For a richer analysis of new subjects — including RV coefficients and distance to the compromise — use project_subjects():

result <- project_subjects(fit, list(new_cor), subject_ids = "New_Subject")
result$scalar_summaries
#>              subject_id rv_coefficient distance_to_compromise
#> New_Subject New_Subject      0.9625582               0.234564

Projecting a covariate

You can ask: “which compromise dimensions relate to an external variable?” Table-side covariates have one value per input table/block.
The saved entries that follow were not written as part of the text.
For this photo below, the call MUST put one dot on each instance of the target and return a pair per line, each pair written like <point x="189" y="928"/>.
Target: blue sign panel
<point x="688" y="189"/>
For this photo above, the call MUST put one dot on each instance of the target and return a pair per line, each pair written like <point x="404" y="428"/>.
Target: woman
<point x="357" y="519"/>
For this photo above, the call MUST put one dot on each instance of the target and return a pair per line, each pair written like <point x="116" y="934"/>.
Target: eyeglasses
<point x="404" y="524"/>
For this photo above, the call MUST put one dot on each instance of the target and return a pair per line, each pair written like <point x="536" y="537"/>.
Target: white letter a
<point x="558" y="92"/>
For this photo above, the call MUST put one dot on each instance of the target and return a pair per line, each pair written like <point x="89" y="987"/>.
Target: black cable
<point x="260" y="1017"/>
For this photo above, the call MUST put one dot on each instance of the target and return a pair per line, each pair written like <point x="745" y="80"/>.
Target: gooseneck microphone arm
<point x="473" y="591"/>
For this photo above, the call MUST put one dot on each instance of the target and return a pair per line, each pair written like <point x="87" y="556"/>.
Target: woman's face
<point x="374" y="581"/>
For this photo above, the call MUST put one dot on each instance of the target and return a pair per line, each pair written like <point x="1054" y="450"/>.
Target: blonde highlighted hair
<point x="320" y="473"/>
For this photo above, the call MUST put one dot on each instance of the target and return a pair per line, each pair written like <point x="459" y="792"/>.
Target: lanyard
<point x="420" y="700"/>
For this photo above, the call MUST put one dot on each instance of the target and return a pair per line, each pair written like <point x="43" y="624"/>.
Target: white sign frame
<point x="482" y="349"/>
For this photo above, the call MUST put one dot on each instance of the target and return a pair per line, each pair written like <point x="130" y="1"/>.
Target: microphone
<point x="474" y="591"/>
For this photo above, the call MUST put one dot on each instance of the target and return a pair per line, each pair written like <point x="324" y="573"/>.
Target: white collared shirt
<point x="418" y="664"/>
For example, projecting a subject-level cognitive score:

# Simulated covariate (e.g., memory score per subject)
y <- rnorm(n_subjects)
dim_cos <- project_table_covariate(fit, y, what = "dimension", scale = "cosine")
dim_cos
#>       Dim1       Dim2       Dim3 
#> -0.5593003 -0.1042932 -0.1058820

Values near +/- 1 indicate that a compromise dimension strongly tracks the covariate. For feature-side covariates (one value per matrix feature), use project_feature_covariate(). The generic wrapper project_covariate() also accepts side = "table" or side = "feature".

When to use COVSTATIS

COVSTATIS is appropriate when:

  • Your data are square symmetric matrices (correlations, covariances, distance matrices)
  • You want to find a consensus structure across multiple tables
  • You need to identify outlier subjects or conditions
  • You want to project new observations or external covariates

COVSTATIS is not appropriate when:

  • Your data are raw observation-by-variable matrices (use mfa() instead)
  • You need supervised discrimination (use bada() or bamfa())

Next steps

References

Abdi, H., Williams, L. J., Valentin, D., & Bennani-Dosse, M. (2012). STATIS and DISTATIS: optimum multitable principal component analysis and three way metric multidimensional scaling. WIREs Computational Statistics, 4(2), 124-167.